Saturday, January 06, 2007

Quando nasce una storia da raccontare?

Qualcuno ha detto che "si scrive per raccontare se stessi". E' vero.

Ogni volta che raccontiamo qualcosa a qualcuno, vogliamo in realtà raccontarci ed essere ascoltati. E' dentro ad ognuno il desiderio irrefrenabile di raccontare la propria vita, perchè, in fondo, io credo, abbiamo paura che vada persa irrimediabilmente e allora ci affanniamo a lasciare tracce, segnali, ricordi.

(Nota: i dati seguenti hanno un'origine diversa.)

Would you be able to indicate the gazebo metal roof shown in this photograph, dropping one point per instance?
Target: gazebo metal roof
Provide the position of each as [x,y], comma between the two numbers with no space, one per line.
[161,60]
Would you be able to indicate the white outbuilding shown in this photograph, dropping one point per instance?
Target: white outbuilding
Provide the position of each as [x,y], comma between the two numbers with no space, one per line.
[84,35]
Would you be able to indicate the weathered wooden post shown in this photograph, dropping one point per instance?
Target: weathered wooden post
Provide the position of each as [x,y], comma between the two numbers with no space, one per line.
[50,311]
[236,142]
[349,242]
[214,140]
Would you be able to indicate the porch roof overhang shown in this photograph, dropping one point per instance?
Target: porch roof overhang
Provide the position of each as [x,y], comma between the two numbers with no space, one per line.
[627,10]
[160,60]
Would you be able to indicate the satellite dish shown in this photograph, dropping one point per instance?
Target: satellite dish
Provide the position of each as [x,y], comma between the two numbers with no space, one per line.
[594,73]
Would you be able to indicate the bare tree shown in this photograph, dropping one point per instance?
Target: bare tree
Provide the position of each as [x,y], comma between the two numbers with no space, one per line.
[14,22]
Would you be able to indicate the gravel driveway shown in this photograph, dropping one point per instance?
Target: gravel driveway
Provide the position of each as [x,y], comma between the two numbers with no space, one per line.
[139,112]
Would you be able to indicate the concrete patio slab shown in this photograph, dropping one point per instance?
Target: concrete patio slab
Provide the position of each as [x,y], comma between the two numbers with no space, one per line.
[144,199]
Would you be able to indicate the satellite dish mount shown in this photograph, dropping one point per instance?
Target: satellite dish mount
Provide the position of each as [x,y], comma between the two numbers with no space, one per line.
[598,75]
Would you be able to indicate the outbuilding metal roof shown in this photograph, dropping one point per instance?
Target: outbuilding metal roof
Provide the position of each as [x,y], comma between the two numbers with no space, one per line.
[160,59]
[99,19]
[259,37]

E più questi segnali entrano nei codici collettivi legati alle emozioni del singolo, che troviamo allora i grandi racconti che ci appassionano, le vite che avremmo voluto vivere o le vite che drammaticamente viviamo ogni giorno.

Gli occhi di Luca è nato proprio in un luogo dove noi cosidetti "normali" non vorremmo esserci per nessuna ragione al mondo. Io ero là con mio figlio e ho iniziato ad aver paura. Sì, una paura che qualcosa mi stesse sfuggendo di mano senza rendermene conto. La paura di non essere un buon genitore, la paura di lasciare in eredità ai miei figli solamente debiti puntualmente pagati e nient'altro.

Ho scritto questo breve romanzo perchè ho sentito - e sento, continuo - il bisogno/desiderio di lasciare un segnale, spurio, non perfettamente codificato nella mia mente, ma di lasciare comunque una traccia. E' solo un piccolo segno fatto sulla sabbia in riva al mare, lo so. Fra poco se ne andrà e sarà giusto così. Ma fintanto che l'onda non arriverà, sarà stato per me un solco profondissimo che prima non c'era.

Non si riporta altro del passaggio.